Heel Turn — Maison populaire, Montreuil
Dernier volet du triptyque d’expositions Breaking Kayfabe entamé il y a quelques mois à la Maison Populaire de Montreuil qui emprunte au monde du catch son lexique afin de réfléchir, à ses côtés, à la dimension représentative et interactive de l’exposition, Heel Turn, sous l’impulsion de sa commissaire Camille Martin, poursuit cette exploration du monde de l’art en acte.
« Heel Turn — Réda Boussella, Zoé Chataignon et Yannis Mohand Briki », Maison populaire du 24 septembre au 13 décembre. En savoir plus Elle orchestre la rencontre de trois œuvres très différentes, dont le dialogue, riche de résonances plastiques, impose une dimension réflexive et acérée derrière son apparence spectaculaire. Au-delà de l’énergie qu’elle déploie, on retient surtout une forme intelligemment pensée dans sa circularité, instaurant une succession de continuités et de ruptures proches d’une captation de l’attention scénarisée, mais capable de s’adapter à la logique même du spectacle de catch. Assumant la fantaisie morale propre à la mise en scène de cette pratique, les artistes proposent des œuvres qui tiennent lieu de personnages questionnant directement le spectateur. Ils profitent de la connivence inhérente au rapport médié de l’exposition pour investir l’inconfort. Car il s’agit bien d’un art de la représentation : pourquoi ne pas jouer, dès lors, avec ceux qui en acceptent les règles ?Cette réflexion curatoriale, d’une belle vivacité, se traduit par une pensée de la représentation polymorphe. La pratique frontale de Zoé Chataignon fait surgir un carnaval des formes, où injonctions et assertions s’intègrent au motif comme le décor d’une réflexion menée par la ligne et l’instinct du dessin. Donnant tout pour le spectacle, jusqu’à ses fondations mêmes, son œuvre devient ici ornement brutaliste, décor brutal d’une bataille à venir, comme un jeu qui expurgerait la violence en en faisant l’unique réalité. Derrière cette frontalité presque festive et volontairement grotesque, les deux autres artistes, Reda Boussella et Yannis Mohand Briki, travaillent une acidité plus diffuse. Pour l’un comme pour l’autre, il s’agit de jouer de la déception, au sens français comme dans son acception anglaise, plus proche du détournement. Déjouer les codes du monde de l’art, tromper ses attentes pour mieux y préserver son intégrité : telle est leur stratégie.
La part de souvenirs explorée par Yannis Mohand Briki laisse volontairement surgir des creux et des absences, signes d’une forme d’indécision. Le jeu vidéo, chez lui, devient le vecteur de diffusion à activer soi-même d’une détresse radioactive, poisseuse, qui renvoie à l’éther des souvenirs. Une vague solitude y flotte, où la recherche de réponses se heurte au vide de l’oubli. Pourtant, quelques éléments persistent comme points d’ancrage, témoignant de la subsistance d’une vie. Le déceptif agit ici dans l’absence d’un discours explicite, ou d’une lecture attendue des enjeux biographiques d’artistes engagés dans la réflexion sur les représentations sociales.

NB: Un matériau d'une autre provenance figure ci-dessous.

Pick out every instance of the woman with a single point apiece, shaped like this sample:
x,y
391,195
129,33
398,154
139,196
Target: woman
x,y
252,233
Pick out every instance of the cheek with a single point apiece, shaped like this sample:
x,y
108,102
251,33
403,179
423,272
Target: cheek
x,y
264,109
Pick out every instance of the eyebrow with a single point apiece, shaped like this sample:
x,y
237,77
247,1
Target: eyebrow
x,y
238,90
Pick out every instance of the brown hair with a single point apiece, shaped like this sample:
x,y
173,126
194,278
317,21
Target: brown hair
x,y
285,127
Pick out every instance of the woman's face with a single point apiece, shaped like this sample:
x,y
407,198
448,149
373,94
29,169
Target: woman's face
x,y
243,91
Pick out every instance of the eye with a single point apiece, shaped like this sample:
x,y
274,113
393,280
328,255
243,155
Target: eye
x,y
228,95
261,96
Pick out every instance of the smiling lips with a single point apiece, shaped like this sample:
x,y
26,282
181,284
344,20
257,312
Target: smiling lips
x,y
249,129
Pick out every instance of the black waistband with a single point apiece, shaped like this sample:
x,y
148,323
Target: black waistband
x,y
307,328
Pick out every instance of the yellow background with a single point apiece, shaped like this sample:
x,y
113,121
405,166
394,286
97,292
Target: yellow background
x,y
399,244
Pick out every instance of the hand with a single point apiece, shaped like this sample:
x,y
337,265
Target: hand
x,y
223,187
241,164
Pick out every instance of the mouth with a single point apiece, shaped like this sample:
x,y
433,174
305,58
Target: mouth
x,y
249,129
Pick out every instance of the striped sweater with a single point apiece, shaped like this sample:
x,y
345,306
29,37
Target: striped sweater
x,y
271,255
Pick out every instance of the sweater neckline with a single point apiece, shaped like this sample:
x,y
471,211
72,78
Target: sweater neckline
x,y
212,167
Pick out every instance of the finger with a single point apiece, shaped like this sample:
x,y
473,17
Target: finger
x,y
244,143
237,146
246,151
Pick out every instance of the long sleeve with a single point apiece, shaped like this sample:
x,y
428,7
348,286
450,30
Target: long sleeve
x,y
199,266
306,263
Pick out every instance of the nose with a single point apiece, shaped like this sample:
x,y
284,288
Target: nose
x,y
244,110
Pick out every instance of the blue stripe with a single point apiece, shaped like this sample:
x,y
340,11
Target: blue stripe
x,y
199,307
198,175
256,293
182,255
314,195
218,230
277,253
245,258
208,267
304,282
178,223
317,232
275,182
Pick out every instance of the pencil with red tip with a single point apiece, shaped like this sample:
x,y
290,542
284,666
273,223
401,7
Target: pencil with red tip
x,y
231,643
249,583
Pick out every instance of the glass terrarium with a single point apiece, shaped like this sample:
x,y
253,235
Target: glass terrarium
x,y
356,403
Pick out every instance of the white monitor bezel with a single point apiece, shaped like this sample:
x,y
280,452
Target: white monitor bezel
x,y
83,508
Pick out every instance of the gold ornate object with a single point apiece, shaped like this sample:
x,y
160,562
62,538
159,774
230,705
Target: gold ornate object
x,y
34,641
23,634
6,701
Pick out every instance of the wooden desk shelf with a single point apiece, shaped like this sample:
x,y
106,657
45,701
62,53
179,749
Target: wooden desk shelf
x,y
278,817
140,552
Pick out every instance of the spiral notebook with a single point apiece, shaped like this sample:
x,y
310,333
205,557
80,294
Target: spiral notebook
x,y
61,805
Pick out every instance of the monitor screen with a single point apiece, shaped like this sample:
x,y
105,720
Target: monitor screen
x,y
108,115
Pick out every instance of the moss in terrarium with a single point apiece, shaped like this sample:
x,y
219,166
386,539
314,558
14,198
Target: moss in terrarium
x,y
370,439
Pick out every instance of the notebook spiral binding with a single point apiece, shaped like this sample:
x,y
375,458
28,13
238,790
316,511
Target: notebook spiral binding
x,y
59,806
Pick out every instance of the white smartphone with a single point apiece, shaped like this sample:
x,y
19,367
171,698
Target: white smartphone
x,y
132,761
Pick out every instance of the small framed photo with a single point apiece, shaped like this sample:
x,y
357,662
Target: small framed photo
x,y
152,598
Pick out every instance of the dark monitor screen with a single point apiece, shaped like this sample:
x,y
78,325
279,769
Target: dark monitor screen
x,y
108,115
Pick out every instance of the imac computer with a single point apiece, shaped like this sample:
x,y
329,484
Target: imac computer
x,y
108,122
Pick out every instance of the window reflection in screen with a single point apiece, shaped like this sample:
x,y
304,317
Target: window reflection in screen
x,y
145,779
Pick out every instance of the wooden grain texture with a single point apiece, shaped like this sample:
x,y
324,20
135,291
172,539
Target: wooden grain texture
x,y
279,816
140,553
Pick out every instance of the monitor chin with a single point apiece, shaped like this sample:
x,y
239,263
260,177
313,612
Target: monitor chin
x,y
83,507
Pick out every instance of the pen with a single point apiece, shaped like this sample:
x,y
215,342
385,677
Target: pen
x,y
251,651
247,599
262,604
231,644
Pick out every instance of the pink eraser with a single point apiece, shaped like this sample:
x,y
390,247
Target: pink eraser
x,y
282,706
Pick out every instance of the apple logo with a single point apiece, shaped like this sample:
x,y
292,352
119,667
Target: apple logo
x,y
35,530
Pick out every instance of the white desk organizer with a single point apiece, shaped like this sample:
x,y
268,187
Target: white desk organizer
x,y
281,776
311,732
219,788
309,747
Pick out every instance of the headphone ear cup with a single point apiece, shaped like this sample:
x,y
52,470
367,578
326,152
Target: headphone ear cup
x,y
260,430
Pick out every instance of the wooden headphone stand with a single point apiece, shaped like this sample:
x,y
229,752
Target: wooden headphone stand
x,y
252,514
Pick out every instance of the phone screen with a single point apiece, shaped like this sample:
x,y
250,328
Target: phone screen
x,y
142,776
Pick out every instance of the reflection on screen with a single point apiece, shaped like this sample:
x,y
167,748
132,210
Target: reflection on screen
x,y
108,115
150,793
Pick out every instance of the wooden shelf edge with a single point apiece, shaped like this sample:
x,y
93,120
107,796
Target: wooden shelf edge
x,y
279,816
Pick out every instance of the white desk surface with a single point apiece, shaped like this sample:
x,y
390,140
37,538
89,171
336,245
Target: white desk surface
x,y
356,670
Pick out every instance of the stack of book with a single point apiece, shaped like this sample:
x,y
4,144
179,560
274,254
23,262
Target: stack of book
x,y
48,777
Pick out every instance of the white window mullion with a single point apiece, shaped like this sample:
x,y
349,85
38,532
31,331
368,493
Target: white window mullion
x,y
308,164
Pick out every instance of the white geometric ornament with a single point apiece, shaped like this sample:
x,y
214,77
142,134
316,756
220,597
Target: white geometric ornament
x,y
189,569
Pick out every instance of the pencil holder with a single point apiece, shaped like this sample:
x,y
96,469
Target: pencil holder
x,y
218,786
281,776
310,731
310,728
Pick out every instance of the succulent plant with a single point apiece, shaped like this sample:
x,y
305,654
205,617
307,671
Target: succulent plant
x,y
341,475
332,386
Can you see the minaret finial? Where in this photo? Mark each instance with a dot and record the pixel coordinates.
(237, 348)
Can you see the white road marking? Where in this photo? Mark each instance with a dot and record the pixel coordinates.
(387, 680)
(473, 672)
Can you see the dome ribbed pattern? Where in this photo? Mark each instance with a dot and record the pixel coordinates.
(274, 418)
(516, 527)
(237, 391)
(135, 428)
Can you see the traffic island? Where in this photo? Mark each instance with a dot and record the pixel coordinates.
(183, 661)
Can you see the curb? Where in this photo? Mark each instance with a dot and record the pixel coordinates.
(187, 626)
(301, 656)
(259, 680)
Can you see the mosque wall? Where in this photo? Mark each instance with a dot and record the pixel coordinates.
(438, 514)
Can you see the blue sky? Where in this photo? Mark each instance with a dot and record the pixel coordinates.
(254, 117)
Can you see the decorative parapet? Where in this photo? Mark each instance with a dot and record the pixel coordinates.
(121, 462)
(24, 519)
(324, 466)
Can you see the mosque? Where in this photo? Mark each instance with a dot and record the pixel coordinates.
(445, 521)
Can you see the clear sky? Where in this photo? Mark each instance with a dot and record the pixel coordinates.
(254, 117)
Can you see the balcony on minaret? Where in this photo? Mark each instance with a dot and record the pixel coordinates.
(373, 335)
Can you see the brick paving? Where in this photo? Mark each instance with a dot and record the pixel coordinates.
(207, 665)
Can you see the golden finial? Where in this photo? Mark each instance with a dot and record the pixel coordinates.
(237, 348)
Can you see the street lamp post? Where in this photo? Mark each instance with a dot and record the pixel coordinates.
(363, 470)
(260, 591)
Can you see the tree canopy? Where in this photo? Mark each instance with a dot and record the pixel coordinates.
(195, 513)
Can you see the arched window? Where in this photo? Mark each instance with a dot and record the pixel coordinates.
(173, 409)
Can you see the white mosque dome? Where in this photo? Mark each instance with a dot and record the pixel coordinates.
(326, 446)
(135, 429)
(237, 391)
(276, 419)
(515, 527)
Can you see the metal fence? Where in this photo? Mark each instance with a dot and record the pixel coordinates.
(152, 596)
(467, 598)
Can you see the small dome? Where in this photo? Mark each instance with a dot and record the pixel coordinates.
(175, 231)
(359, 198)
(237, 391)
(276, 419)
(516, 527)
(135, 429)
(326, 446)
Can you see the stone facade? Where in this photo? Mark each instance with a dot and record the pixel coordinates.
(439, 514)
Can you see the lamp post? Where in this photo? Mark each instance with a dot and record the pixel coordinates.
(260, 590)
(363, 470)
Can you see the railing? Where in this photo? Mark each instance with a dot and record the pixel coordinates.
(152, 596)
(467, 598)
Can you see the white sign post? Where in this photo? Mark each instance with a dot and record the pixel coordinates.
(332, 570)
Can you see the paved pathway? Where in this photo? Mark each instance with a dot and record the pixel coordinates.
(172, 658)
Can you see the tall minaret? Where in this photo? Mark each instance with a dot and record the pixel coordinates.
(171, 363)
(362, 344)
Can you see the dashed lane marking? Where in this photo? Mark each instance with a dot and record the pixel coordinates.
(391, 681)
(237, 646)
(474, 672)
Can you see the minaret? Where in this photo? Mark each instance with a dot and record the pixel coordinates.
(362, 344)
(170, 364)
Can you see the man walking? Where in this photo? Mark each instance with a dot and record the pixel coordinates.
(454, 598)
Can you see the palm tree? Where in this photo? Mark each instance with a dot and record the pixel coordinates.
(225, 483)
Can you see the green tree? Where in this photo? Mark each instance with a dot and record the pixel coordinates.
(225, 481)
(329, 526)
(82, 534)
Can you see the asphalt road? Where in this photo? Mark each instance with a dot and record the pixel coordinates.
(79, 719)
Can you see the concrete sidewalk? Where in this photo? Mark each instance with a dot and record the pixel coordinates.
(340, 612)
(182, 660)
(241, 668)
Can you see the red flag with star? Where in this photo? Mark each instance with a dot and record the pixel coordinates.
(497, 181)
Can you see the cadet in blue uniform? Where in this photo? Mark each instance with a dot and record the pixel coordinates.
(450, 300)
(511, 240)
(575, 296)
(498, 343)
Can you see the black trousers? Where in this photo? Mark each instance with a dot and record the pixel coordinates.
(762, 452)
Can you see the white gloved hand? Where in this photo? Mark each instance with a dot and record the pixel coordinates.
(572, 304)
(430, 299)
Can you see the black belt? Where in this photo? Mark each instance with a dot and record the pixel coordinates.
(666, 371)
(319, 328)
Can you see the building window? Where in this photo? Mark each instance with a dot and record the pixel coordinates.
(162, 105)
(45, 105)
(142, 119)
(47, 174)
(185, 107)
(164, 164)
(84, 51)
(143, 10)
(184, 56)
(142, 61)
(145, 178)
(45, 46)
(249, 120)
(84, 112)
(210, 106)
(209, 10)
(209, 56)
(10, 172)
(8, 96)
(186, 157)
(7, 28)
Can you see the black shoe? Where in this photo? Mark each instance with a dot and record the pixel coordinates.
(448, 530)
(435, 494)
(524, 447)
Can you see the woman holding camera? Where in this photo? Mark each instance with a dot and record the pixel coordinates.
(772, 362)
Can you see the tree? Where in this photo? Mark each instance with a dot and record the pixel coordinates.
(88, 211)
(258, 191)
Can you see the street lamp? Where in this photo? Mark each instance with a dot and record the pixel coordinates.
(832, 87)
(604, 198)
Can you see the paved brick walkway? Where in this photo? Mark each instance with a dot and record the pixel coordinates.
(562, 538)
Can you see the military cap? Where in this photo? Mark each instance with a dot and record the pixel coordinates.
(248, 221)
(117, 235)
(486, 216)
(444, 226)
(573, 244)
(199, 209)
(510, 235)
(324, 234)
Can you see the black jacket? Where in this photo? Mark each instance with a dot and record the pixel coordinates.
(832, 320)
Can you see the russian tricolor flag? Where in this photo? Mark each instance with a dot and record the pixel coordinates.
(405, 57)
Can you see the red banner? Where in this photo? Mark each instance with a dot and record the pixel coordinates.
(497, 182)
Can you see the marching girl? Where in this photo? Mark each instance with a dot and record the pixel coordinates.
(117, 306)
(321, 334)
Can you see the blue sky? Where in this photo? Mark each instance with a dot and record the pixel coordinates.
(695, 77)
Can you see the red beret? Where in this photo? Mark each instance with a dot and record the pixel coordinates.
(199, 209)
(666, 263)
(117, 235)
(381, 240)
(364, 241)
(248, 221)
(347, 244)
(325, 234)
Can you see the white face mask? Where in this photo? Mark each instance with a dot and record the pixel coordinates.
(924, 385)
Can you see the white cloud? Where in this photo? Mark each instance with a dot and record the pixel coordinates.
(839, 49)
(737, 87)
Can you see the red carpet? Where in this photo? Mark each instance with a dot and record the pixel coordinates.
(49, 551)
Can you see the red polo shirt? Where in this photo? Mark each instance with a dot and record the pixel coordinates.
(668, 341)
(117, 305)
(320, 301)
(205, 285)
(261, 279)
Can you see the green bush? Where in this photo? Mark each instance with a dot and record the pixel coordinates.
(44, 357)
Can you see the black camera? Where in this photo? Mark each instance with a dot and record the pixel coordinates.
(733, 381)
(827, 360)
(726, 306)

Les figures et entités de Reda Boussella dont l’œuvre polymorphe se révèle ici d’une belle acuité, se révèlent plus directement corrosives. De la punchline à la liquidation de l’icone par une forme de déconstruction acide renvoyant aux effets spéciaux de l’horreur, la déception prend chez lui une tournure plus malicieuse. Ses sculptures comme sa série de dessins, en plus de leur efficacité visuelle, frappe par leur acuité conceptuelle et leur mise en question du regard, des attendus d’un public bien obligé de leur faire face. En jouant des contrariétés d’un monde de l’art contemporain imbu de ses propres icônes, il se livre à un tour de piste dans ce spectacle quotidien d’un écosystème en constante représentation qui réunit en un lieu et un temps, ceux de l’exposition, son investissement comme l’engagement du public.
En s’offrant ainsi une analogie avec le catch aussi espiègle que maligne, l’exposition investit le champ de la représentation avec une frontalité bienvenue qui prend à leur propre jeu ceux qui créent comme ceux qui embrassent les apparences. Et questionne la dose de réalité que l’on choisit d’investir dans cette mise en suspens de l’assignation à sa place : non pas seulement à travers le travail de l’artiste, mais dans la manière même dont il l’incarne et dont nous comptons sur lui pour maintenir le spectacle.
Une manière surtout de ménager une échappée possible et, pour les artistes, de jouer leur vie plutôt qu’incarner le rôle qu’on croit écrit pour eux.